DuJour
- Categories: Lifestyle
- Frequency: Quarterly
- Total circulation: 100,000
- Founder: Jason Binn
- First issue: September 2012
- Company: DuJour Media
- Country: United States
- Based in: New York City
- Language: English
- Website: www.dujour.com

= DuJour Media =

Lifestyle publishing brand

DuJour is a print and digital luxury lifestyle publishing brand. Its chief publication is DuJour Magazine, a controlled circulation quarterly print magazine for which subscribers must fulfill highly specific wealth requirements, with one of the criteria being "a net worth of over $5 million". There is also a monthly digital version, and a weekly e-mail newsletter. The print publication is distributed to more than 100,000, and is audited by BPA Worldwide. The average age of its readership is 41.

It is distributed in U.S. markets, such as Southern California, New York, Chicago, Palm Beach, Miami, Atlanta, Dallas, Houston, San Francisco and Las Vegas, with seasonal editions in the Hamptons, Aspen, and Sun Valley. It sets aside half the editorial content for local and regional news and events.

==History==
The DuJour Media brand was created by Niche Media founder Jason Binn in September 2012. The idea was to offer the "glamour of print" while tapping into the fast-paced consumer effect of the digital world.

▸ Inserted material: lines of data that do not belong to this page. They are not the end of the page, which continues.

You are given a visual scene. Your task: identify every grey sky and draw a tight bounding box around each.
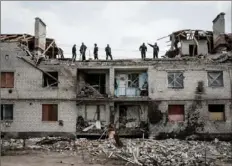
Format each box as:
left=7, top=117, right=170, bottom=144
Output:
left=1, top=1, right=232, bottom=59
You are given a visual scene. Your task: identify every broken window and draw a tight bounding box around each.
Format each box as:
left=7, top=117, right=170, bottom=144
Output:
left=43, top=72, right=58, bottom=87
left=42, top=104, right=58, bottom=121
left=86, top=105, right=106, bottom=121
left=1, top=104, right=13, bottom=120
left=208, top=71, right=223, bottom=87
left=86, top=74, right=106, bottom=94
left=119, top=106, right=127, bottom=128
left=168, top=105, right=184, bottom=122
left=189, top=44, right=198, bottom=56
left=168, top=72, right=184, bottom=88
left=128, top=73, right=139, bottom=88
left=1, top=72, right=14, bottom=88
left=208, top=104, right=225, bottom=121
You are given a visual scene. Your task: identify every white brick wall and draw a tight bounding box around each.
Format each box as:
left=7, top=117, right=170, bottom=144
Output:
left=2, top=101, right=77, bottom=132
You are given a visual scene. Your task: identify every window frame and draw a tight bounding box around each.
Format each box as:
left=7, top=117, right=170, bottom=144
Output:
left=167, top=71, right=184, bottom=89
left=208, top=104, right=226, bottom=122
left=1, top=104, right=14, bottom=121
left=42, top=71, right=59, bottom=88
left=127, top=73, right=139, bottom=88
left=42, top=104, right=58, bottom=122
left=168, top=104, right=186, bottom=123
left=0, top=71, right=15, bottom=88
left=207, top=71, right=224, bottom=88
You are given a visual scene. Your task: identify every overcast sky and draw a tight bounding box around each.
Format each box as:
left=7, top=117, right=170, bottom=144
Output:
left=1, top=1, right=232, bottom=59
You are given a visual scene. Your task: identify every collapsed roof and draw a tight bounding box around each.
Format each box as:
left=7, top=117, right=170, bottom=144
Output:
left=0, top=34, right=63, bottom=59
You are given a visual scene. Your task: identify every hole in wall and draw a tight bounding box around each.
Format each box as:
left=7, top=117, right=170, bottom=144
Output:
left=5, top=55, right=9, bottom=60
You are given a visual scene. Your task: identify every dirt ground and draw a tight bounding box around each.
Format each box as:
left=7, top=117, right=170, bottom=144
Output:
left=1, top=152, right=123, bottom=166
left=1, top=152, right=231, bottom=166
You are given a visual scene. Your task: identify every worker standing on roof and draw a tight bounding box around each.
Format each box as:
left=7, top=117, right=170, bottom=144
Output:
left=147, top=43, right=159, bottom=59
left=105, top=44, right=113, bottom=60
left=93, top=43, right=98, bottom=60
left=139, top=43, right=147, bottom=59
left=72, top=44, right=77, bottom=62
left=80, top=43, right=87, bottom=61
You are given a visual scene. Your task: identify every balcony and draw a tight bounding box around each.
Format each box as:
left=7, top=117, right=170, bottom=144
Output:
left=115, top=87, right=148, bottom=97
left=114, top=72, right=148, bottom=97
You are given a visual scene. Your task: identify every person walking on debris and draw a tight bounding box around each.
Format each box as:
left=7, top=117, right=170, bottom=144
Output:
left=93, top=43, right=98, bottom=60
left=139, top=43, right=147, bottom=59
left=105, top=44, right=113, bottom=60
left=80, top=43, right=87, bottom=61
left=72, top=44, right=77, bottom=62
left=147, top=43, right=159, bottom=59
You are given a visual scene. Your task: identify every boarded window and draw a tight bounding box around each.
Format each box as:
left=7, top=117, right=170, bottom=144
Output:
left=1, top=104, right=13, bottom=120
left=128, top=73, right=139, bottom=88
left=1, top=72, right=14, bottom=88
left=168, top=72, right=184, bottom=88
left=42, top=104, right=58, bottom=121
left=43, top=72, right=58, bottom=87
left=208, top=71, right=223, bottom=87
left=208, top=104, right=225, bottom=121
left=168, top=105, right=184, bottom=122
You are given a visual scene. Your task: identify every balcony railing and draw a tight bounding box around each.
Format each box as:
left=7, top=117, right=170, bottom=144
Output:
left=115, top=87, right=148, bottom=97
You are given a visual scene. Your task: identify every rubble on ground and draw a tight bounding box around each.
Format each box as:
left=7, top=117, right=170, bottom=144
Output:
left=2, top=137, right=232, bottom=166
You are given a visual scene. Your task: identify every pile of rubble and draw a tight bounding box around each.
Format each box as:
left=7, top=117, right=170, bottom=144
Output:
left=2, top=137, right=232, bottom=166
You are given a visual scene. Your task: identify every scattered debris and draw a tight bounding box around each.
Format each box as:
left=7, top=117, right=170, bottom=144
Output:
left=2, top=137, right=232, bottom=166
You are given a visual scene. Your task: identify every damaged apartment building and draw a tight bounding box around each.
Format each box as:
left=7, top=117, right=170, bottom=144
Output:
left=1, top=13, right=232, bottom=137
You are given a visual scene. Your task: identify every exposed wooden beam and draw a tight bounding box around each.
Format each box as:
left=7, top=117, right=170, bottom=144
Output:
left=17, top=56, right=60, bottom=83
left=42, top=40, right=55, bottom=56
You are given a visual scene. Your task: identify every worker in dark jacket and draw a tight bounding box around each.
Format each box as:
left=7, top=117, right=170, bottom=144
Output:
left=72, top=44, right=77, bottom=61
left=139, top=43, right=147, bottom=59
left=93, top=43, right=98, bottom=60
left=80, top=43, right=87, bottom=61
left=147, top=43, right=159, bottom=59
left=105, top=44, right=113, bottom=60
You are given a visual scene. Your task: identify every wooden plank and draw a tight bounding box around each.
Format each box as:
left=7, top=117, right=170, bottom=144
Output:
left=1, top=72, right=6, bottom=88
left=42, top=40, right=55, bottom=56
left=17, top=56, right=60, bottom=83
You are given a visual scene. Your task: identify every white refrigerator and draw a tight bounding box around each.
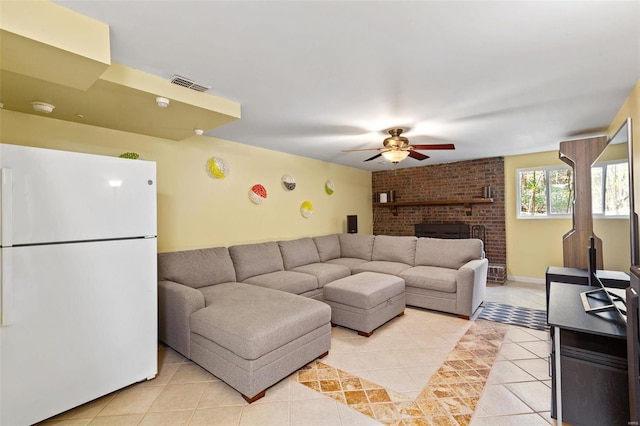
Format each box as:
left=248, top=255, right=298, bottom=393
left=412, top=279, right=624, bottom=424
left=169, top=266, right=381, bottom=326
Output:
left=0, top=144, right=157, bottom=426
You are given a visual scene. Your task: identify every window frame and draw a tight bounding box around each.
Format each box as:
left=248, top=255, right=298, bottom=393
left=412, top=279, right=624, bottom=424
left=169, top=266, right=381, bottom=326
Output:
left=515, top=165, right=576, bottom=219
left=591, top=158, right=631, bottom=219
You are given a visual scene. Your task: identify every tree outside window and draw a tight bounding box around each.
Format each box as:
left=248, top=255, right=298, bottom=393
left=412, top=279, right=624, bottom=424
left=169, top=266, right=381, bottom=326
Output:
left=517, top=160, right=629, bottom=218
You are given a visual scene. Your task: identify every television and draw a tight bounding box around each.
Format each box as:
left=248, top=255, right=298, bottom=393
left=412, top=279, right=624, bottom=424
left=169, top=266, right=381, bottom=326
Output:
left=591, top=118, right=640, bottom=273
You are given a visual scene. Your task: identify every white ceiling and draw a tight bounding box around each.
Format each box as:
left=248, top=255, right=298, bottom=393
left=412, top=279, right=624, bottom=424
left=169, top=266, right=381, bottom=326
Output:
left=55, top=0, right=640, bottom=170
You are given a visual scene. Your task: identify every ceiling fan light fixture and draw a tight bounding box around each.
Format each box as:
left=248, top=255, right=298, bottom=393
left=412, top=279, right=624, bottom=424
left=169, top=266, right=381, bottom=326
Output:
left=382, top=151, right=409, bottom=163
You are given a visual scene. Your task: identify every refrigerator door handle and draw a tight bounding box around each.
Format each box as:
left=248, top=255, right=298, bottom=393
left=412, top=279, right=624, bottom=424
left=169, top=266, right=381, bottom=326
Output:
left=0, top=169, right=13, bottom=247
left=0, top=249, right=14, bottom=327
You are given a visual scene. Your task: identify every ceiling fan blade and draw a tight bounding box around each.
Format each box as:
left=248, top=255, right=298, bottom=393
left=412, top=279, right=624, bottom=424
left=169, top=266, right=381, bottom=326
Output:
left=409, top=150, right=429, bottom=161
left=411, top=143, right=456, bottom=149
left=363, top=153, right=382, bottom=163
left=341, top=148, right=384, bottom=152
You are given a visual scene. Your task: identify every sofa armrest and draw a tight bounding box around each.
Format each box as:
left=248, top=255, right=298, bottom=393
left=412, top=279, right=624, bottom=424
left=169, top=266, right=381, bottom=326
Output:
left=158, top=281, right=204, bottom=359
left=456, top=259, right=489, bottom=317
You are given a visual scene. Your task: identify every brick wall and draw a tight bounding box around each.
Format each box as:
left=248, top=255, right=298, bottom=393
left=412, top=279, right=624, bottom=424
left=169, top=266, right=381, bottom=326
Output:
left=371, top=157, right=507, bottom=282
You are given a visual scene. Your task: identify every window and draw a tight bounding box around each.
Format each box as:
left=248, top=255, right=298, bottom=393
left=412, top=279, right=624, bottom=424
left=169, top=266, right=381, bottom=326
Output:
left=516, top=160, right=629, bottom=218
left=516, top=167, right=573, bottom=218
left=591, top=159, right=629, bottom=217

Its total reach is near 4 million. For the brands that advertise to DuJour's readership, the value of its annual offerings, combining its digital and social reach with the quarterly rhythm of its print magazine, is estimated to be worth just over $2 million.

==Awards==

- DuJour.com was awarded a Webby for Best Home/Welcome Page.
- DuJour was selected as the Best Newcomer in the AdWeek Hot List Readers’ Choice Poll of 2013, and as Hottest Lifestyle Magazine in 2014.
- In 2014, DuJour was among the Reader's Choice Award Top 10 Covers by the American Society of Magazine Editors.